Multiple facets of security

Multiple facets of security

Security is critically important trend in today’s market.  In professional selling aligning selling efforts with key market trends, like security, is vital.

Security is the degree of resistance to, or protection from, harm. It is important in every field, industry or functional role as it applies to anything that is considered vulnerable and valuable.   There are many facets to the question of security, as you will see in the attached diagram.

There are trends that are fads and short-lived.  Security is a market trend that has grown in prominence over a long period of time.  It impacts every aspect of life both personally and professionally.  For this discussion let’s focus on the important connection between your professional selling efforts and this vital market trend.

You don’t have to be selling a security product or in the security industry to align your company offering to the security trend.  Confidentiality, privacy, exclusivity, internal operations are top of mind in every industry.

  • Privacy is essential in healthcare (in practice and by regulation, like HIPPA).
  • Retail wants to protect customer data (reflect on recent news of Target & Nieman Marcus).
  • Government internal operations seek balance between transparency and national security (think of Edward Snowdon & Wikileaks).
  • Manufacturing, Mining and agriculture want to protect trade secrets to maintain their leadership.
  • Authors copyright their work.
  • Inventors patent their discoveries.

PRODUCTS and SERVICES.  Clearly communicate how your offering delivers secure operations.  Evaluate the ways in which your products and services contribute to a secure environment.  These will be industry specific to your customers.  Look to marketing and engineering to identify these powerful security assets.

  • Infrastructure that limits vulnerability.
  • Administrative access that detects unwanted use.
  • User entry that detects and prevents unauthorized access.
  • Processes that protect confidentiality and provide information on an as-needed basis.
  • Operations that reduce or eliminate exploitation.

BIG PICTURE.  Your products and services do not operate alone to provide customers with secure operations.  Understand the bigger picture in which your offerings are used.  How do they contribute to the secure strength of the larger operation?  It is not a “stand alone” world.  Every product, service and process operates in a larger ecosystem.

  • What is the security payback for the big picture when including your offering?
  • What are the potential consequences if not?
  • How is your offering unique in providing secure aspects of the larger system?

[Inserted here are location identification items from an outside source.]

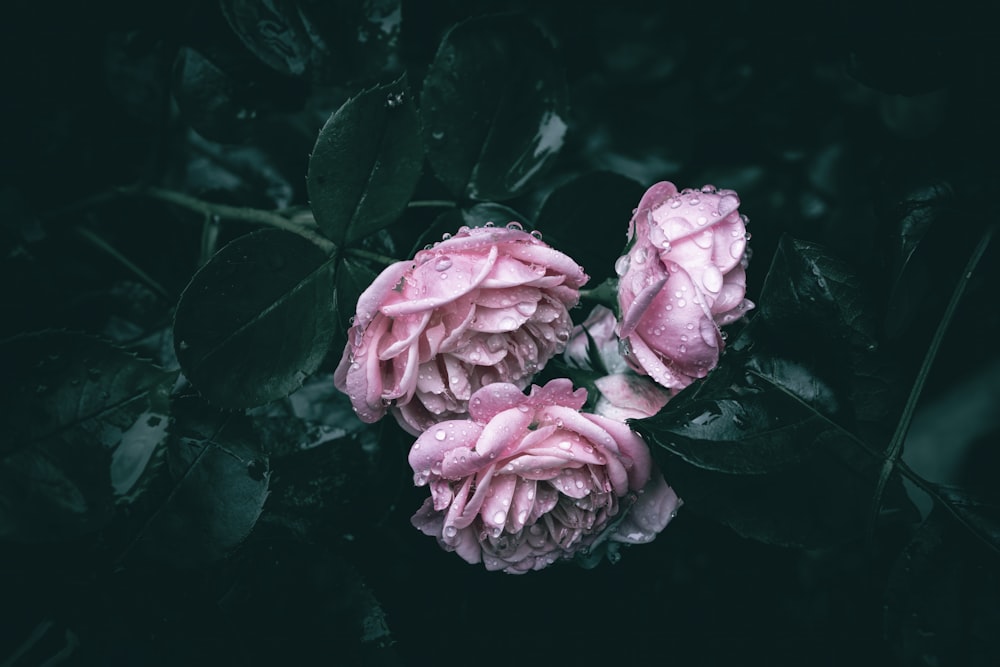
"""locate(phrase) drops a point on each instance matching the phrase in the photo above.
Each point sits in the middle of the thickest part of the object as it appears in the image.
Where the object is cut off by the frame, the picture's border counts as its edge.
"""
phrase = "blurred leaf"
(257, 319)
(333, 474)
(822, 500)
(940, 605)
(295, 602)
(82, 421)
(494, 104)
(366, 163)
(807, 286)
(218, 482)
(322, 40)
(477, 215)
(921, 219)
(597, 201)
(353, 278)
(212, 101)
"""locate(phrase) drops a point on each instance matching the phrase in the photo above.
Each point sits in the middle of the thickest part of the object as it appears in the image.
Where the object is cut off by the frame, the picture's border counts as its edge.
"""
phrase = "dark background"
(826, 119)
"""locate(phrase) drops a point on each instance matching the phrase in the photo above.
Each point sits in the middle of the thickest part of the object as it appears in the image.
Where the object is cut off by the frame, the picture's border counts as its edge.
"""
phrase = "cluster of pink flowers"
(448, 342)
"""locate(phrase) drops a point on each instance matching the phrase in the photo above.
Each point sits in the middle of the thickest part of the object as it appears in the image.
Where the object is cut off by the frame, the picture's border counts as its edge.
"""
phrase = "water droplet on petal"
(712, 279)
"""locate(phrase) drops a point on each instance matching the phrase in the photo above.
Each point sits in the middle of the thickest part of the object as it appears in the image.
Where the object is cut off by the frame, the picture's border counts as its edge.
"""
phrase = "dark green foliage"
(222, 503)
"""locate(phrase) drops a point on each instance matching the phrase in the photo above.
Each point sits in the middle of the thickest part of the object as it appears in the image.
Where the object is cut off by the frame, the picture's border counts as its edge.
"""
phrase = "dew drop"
(622, 265)
(712, 279)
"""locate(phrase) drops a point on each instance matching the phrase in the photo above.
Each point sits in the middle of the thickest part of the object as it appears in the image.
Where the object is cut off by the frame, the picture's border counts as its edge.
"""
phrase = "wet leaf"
(257, 319)
(366, 163)
(922, 220)
(319, 40)
(83, 421)
(941, 598)
(477, 215)
(353, 278)
(805, 280)
(597, 201)
(494, 106)
(738, 422)
(217, 482)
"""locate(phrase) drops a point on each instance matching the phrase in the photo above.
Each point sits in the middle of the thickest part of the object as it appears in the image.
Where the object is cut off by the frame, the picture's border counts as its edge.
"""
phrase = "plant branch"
(242, 213)
(106, 247)
(896, 443)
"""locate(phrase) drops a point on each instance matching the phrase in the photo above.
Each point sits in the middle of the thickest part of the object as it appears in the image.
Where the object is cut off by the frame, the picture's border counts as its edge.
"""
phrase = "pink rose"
(624, 395)
(682, 277)
(528, 480)
(486, 305)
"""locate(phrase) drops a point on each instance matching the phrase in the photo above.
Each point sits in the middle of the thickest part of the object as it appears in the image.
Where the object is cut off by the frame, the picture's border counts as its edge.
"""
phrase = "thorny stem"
(896, 444)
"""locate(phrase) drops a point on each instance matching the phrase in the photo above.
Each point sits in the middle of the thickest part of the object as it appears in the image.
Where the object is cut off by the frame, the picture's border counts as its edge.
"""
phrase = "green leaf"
(494, 104)
(353, 277)
(981, 516)
(738, 422)
(257, 319)
(322, 41)
(807, 280)
(597, 201)
(940, 604)
(83, 421)
(477, 215)
(925, 220)
(217, 482)
(366, 163)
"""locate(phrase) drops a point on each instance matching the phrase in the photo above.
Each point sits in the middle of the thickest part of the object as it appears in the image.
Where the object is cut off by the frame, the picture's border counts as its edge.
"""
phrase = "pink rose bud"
(682, 277)
(529, 480)
(489, 304)
(624, 395)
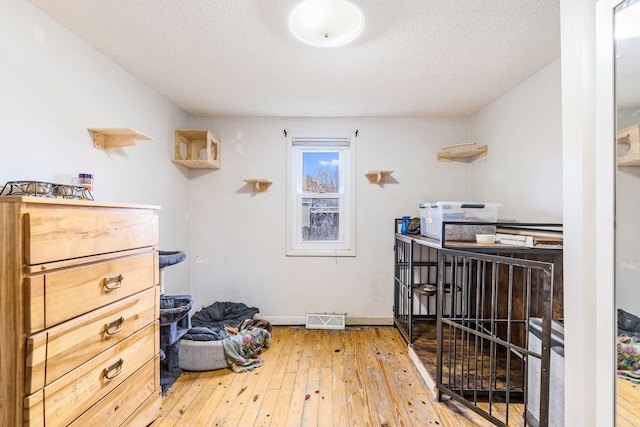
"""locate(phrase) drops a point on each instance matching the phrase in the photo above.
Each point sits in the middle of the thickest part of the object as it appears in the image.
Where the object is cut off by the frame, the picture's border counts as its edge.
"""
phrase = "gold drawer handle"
(118, 324)
(107, 371)
(113, 282)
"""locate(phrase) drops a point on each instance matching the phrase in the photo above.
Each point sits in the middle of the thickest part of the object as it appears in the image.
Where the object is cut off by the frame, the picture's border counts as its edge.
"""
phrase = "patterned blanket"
(242, 349)
(628, 351)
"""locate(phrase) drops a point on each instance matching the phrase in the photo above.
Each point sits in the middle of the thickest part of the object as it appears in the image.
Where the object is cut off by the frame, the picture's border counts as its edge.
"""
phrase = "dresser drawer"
(124, 400)
(68, 397)
(55, 233)
(60, 295)
(56, 351)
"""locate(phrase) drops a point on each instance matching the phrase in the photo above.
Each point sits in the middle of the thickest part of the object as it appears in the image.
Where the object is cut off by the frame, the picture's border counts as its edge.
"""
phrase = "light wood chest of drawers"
(79, 309)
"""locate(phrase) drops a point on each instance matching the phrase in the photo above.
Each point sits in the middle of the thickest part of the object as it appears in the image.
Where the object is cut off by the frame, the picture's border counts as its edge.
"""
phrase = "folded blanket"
(219, 314)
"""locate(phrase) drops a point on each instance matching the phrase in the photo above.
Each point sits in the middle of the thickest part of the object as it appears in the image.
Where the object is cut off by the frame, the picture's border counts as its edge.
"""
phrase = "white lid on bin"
(465, 205)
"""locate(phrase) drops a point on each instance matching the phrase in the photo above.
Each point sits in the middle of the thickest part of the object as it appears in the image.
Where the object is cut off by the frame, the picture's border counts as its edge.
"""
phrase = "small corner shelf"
(465, 152)
(376, 176)
(109, 138)
(629, 138)
(197, 149)
(260, 185)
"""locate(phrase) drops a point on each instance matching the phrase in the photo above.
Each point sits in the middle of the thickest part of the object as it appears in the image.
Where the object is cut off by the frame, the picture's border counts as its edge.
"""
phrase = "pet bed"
(202, 348)
(201, 355)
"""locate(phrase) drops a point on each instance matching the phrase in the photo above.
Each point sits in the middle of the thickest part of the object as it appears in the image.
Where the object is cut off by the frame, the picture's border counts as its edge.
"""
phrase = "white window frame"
(296, 144)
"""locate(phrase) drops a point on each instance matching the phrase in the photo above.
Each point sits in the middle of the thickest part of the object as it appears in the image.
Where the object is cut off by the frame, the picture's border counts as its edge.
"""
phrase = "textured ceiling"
(415, 58)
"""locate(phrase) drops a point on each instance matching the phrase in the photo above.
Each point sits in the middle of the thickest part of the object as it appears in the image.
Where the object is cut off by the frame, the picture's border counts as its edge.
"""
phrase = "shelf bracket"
(377, 176)
(259, 185)
(109, 138)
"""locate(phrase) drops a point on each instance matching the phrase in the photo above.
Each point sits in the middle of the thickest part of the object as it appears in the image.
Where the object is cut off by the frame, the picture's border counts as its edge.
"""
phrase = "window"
(321, 200)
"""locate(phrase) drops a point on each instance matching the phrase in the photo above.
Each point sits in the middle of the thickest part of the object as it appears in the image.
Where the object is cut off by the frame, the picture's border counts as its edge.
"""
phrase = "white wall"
(54, 87)
(238, 237)
(627, 227)
(523, 168)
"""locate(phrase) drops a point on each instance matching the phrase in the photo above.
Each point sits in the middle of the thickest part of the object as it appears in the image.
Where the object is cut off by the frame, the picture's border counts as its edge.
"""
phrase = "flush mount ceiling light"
(327, 23)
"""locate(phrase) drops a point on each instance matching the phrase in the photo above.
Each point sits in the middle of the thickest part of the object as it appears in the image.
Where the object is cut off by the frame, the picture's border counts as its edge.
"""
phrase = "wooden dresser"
(79, 309)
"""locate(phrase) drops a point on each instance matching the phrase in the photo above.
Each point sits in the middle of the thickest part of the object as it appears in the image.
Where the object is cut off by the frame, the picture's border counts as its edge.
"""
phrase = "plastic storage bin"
(432, 215)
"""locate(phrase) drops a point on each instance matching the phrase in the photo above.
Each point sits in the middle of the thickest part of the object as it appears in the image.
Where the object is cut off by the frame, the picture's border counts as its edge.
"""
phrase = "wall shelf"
(260, 185)
(466, 152)
(629, 138)
(109, 138)
(377, 176)
(197, 149)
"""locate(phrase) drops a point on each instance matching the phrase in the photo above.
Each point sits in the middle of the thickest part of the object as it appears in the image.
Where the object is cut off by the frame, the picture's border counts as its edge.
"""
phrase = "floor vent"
(325, 321)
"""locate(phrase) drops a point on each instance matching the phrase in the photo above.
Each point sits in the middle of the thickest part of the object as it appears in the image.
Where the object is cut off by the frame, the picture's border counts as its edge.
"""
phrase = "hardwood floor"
(627, 403)
(355, 377)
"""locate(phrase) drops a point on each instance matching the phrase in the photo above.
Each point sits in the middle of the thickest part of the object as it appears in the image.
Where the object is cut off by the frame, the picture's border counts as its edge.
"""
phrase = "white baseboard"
(349, 321)
(369, 321)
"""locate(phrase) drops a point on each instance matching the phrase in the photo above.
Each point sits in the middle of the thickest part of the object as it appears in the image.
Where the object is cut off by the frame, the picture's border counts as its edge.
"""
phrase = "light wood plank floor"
(356, 377)
(627, 403)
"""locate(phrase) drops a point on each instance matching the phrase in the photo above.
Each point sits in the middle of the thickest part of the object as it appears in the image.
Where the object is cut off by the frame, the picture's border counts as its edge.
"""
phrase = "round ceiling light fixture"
(326, 23)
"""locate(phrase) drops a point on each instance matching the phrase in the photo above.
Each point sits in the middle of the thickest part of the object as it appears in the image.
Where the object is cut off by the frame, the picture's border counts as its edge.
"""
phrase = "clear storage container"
(433, 214)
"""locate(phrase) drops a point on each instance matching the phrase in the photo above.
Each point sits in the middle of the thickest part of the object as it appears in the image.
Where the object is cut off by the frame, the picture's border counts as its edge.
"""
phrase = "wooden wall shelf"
(629, 137)
(260, 185)
(377, 176)
(465, 152)
(202, 149)
(109, 138)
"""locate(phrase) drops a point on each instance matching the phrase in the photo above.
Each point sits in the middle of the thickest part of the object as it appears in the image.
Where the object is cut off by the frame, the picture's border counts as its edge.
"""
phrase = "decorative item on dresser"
(79, 309)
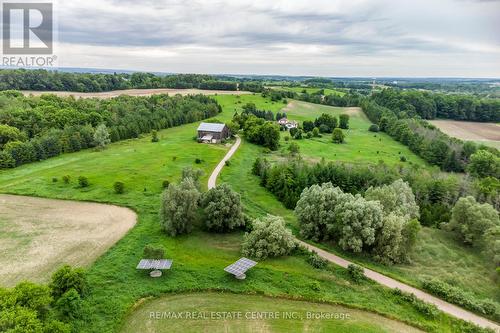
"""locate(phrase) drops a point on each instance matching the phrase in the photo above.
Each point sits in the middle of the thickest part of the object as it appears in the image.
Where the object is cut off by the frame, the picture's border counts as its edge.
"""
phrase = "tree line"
(37, 128)
(22, 79)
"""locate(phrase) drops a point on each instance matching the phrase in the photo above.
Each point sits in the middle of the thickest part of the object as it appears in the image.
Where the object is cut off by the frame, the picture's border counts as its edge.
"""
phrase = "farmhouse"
(212, 132)
(288, 124)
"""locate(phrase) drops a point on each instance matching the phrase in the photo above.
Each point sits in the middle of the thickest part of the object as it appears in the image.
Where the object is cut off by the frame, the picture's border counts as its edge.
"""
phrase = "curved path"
(213, 177)
(391, 283)
(444, 306)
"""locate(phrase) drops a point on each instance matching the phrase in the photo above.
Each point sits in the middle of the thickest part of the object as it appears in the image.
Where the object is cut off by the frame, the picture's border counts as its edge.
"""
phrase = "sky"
(376, 38)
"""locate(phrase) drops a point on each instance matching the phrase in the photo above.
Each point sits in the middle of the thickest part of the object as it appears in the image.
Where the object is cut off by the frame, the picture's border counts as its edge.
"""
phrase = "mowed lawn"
(212, 312)
(199, 258)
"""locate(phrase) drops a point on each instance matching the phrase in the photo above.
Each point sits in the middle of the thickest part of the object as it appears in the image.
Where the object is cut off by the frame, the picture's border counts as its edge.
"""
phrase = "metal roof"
(154, 264)
(211, 127)
(240, 266)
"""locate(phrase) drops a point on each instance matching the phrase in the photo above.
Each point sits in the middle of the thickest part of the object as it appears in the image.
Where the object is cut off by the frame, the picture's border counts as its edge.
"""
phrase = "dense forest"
(36, 128)
(20, 79)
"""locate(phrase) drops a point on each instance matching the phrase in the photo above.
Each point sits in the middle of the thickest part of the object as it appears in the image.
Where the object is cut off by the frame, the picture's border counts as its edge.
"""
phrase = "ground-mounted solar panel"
(240, 267)
(154, 264)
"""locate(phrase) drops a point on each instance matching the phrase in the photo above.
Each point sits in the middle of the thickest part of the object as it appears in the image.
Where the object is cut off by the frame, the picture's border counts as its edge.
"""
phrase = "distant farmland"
(135, 92)
(486, 133)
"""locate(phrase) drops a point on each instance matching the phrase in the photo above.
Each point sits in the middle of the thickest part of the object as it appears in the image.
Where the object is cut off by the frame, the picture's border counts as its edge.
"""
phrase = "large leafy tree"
(471, 220)
(397, 198)
(179, 205)
(269, 238)
(222, 208)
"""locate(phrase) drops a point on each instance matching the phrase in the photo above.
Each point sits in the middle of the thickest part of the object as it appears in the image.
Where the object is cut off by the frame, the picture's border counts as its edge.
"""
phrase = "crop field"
(198, 258)
(244, 313)
(482, 133)
(134, 92)
(39, 235)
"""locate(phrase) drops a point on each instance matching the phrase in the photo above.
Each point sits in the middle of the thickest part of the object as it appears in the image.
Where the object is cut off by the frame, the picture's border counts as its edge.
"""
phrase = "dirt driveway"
(38, 235)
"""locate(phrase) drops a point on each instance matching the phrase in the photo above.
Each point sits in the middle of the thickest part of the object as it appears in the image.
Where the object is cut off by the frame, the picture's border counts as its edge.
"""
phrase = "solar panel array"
(240, 267)
(154, 264)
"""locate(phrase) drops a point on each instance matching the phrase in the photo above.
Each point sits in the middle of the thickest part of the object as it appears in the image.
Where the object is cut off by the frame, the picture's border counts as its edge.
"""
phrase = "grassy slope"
(236, 308)
(198, 258)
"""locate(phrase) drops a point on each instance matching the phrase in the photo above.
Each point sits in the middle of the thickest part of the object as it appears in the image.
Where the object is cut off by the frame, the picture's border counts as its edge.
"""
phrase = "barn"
(213, 132)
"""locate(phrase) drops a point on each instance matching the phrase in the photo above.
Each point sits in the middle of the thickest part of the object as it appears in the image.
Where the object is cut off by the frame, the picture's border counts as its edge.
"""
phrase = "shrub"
(344, 121)
(316, 261)
(69, 305)
(119, 187)
(153, 252)
(268, 238)
(356, 273)
(222, 208)
(154, 136)
(66, 278)
(83, 181)
(179, 205)
(338, 136)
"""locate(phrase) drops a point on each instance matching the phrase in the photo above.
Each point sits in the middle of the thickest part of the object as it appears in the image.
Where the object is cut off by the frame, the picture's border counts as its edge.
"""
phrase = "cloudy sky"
(452, 38)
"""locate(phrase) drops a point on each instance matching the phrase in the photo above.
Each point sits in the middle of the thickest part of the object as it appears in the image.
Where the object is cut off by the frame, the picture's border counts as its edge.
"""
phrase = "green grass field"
(212, 312)
(199, 258)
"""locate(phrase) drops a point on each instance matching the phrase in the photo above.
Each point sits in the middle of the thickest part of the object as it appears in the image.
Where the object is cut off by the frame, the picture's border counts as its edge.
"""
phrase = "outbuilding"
(213, 132)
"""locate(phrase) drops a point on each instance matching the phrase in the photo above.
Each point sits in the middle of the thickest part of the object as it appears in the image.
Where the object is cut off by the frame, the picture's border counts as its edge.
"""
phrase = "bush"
(83, 181)
(316, 261)
(356, 273)
(179, 205)
(153, 252)
(119, 187)
(154, 136)
(268, 238)
(66, 278)
(338, 136)
(222, 208)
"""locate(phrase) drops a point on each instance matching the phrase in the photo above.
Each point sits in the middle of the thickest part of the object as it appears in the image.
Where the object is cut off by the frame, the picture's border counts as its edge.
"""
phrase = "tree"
(395, 198)
(101, 136)
(293, 148)
(344, 121)
(179, 204)
(317, 209)
(484, 164)
(66, 278)
(471, 220)
(269, 238)
(338, 136)
(223, 210)
(358, 221)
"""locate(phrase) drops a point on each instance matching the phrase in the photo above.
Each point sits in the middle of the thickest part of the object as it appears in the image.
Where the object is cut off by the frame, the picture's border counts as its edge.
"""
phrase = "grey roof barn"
(212, 132)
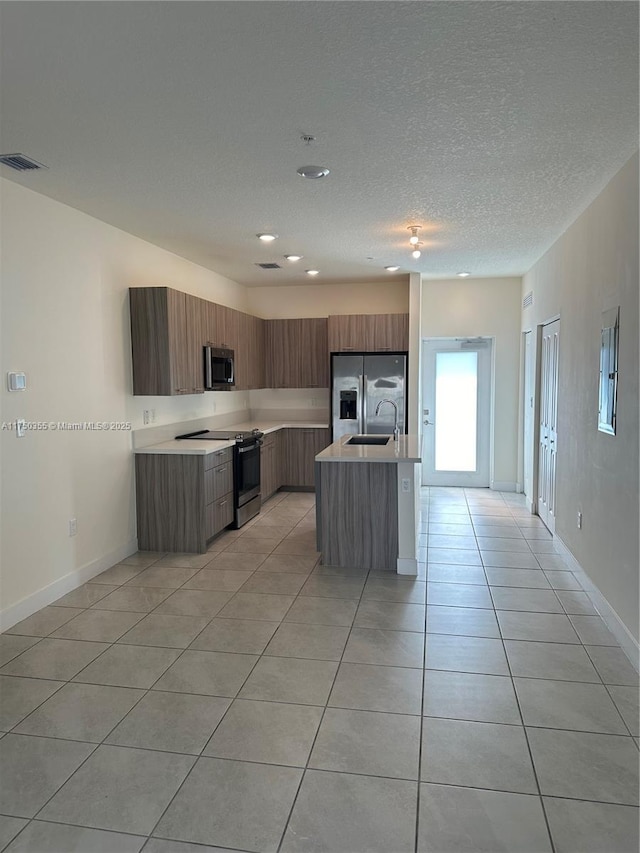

YOUR CONDUCT.  How you conduct yourself is one of the most powerful expressions of respect for security.  When you were a child do you remember a time when one friend betrayed the confidence of another by telling their secret to a third person?  The trust was broken, along with the friendship.   Business is the same, and can even have more grave consequences.  Here are a few of my favorite do’s and don’ts:

  • DO share confidential information under NDAs (Non-Disclosure Agreements).  Make your customers feel special, realizing that only a few select customers are provided access to exclusive information.
  • DON’T talk with one company about another’s proprietary operations.  It will erode trust as they will assume that you will also share their proprietary information with others.
  • DO protect your company assets.  In both information and equipment, your company assets are valuable and worth protecting.  Your customers value what you value.
  • DO ask your customers what security issues are important to their business.

Be knowledgeable in industry specific security issues.  Make critical trends, like security, a goal for continued learning.  Read industry journals to learn the security issues and regulations important to your company and the industries of your customers.  Join relevant industry associations.

Every professional selling effort needs to address issues of security.   It can make the difference between being relevant and irrelevant, between being connected and uninformed or between winning and losing.